New targeted therapies known as PARP inhibitors (PARPis) used to treat patients with advanced ovarian cancer are transforming the treatment landscape through precision medicine.
Pharmacists can play a key role in treating patients with ovarian cancer through counseling, drug information consults, and adherence. September is Ovarian Cancer Awareness Month and an important time to educate patients about the latest treatments and research.2 New targeted therapies known as PARP inhibitors (PARPis) used to treat patients with advanced ovarian cancer are transforming the treatment landscape through precision medicine.3
Treatment and Research Updates
PARPis are a type of targeted therapy, and there are 3 FDA-approved medications in this class taken orally for the treatment of ovarian cancer: olaparib (Lynparza), rucaparib (Rubraca), and niraparib (Zejula).4-6
PARPis work by preventing cancer cells from repairing. The National Comprehensive Cancer Network indicates for post primary treatment that certain patients with newly diagnosed stage II-IV disease may benefit from maintenance therapy with PARPis if a complete or partial response is achieved after primary treatment with surgery and platinum-based first-line therapy.7 There also are promising drugs in the pipeline from different classes being studied for the treatment of ovarian cancer. Studies are now examining the causes of racial and ethnic disparities among women with ovarian cancer. These studies aim to examine disparities in patient care and survival.8 The ACS research programs are evaluating ovarian cancer topics such as diagnosis, prevention strategies, and effective treatment options.9
One long-running study from the Dana-Farber Cancer Institute and cofunded by the Ovarian Cancer Research Alliance found that the antibiotic novobiocin can target and kill tumor cells in laboratory cell lines and tumor models with BRCA1 or BRCA2 genetic mutations. It is also effective in tumors that have become resistant to PARPis.10
One recent study showed that the PARPi rucaparib is effective in treating certain types of ovarian cancers if used early in treatment, before the cancer builds resistance to chemotherapy.11 Researchers at the University of Alabama at Birmingham identified a gene called DOT1L, and inhibitors of the DOT1L enzyme could be a new approach to treating ovarian cancer.

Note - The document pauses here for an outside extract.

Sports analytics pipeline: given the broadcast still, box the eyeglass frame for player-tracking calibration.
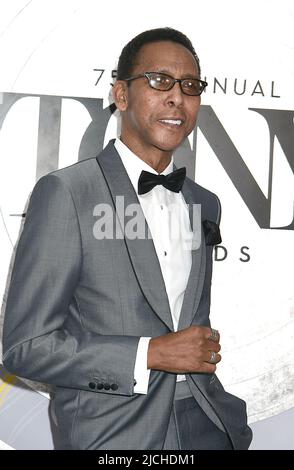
[122,72,208,96]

Researchers examined patient data and found that DOT1L expression was much higher in tissues from patients with ovarian cancer compared with tissues from healthy patients.
Patients with ovarian tumors that had high DOT1L expression showed shorter progression-free survival and shorter overall survival rates compared with patients whose ovarian tumors had lower DOT1L expression.12
Pharmacists’ Role in Ovarian Cancer Management
Pharmacists can aid in monitoring patients on PARPi therapy and determining the appropriate dose based on renal function, adverse reactions, and potential drug interactions. Patients with renal impairment require a dose reduction with olaparib, but not for niraparib and rucaparib.5,6 The starting dose for niraparib should be reduced in patients with moderate hepatic impairment, and further dose reductions may be needed.6
The NCCN recommends that patients receiving PARPi therapy have careful monitoring of blood counts and renal and hepatic function.7 Blood pressure monitoring is required for niraparib and recommended for all other PARPis.7
Pharmacists can provide medication therapy management services, such as patient counseling, refill synchronization, and follow-up.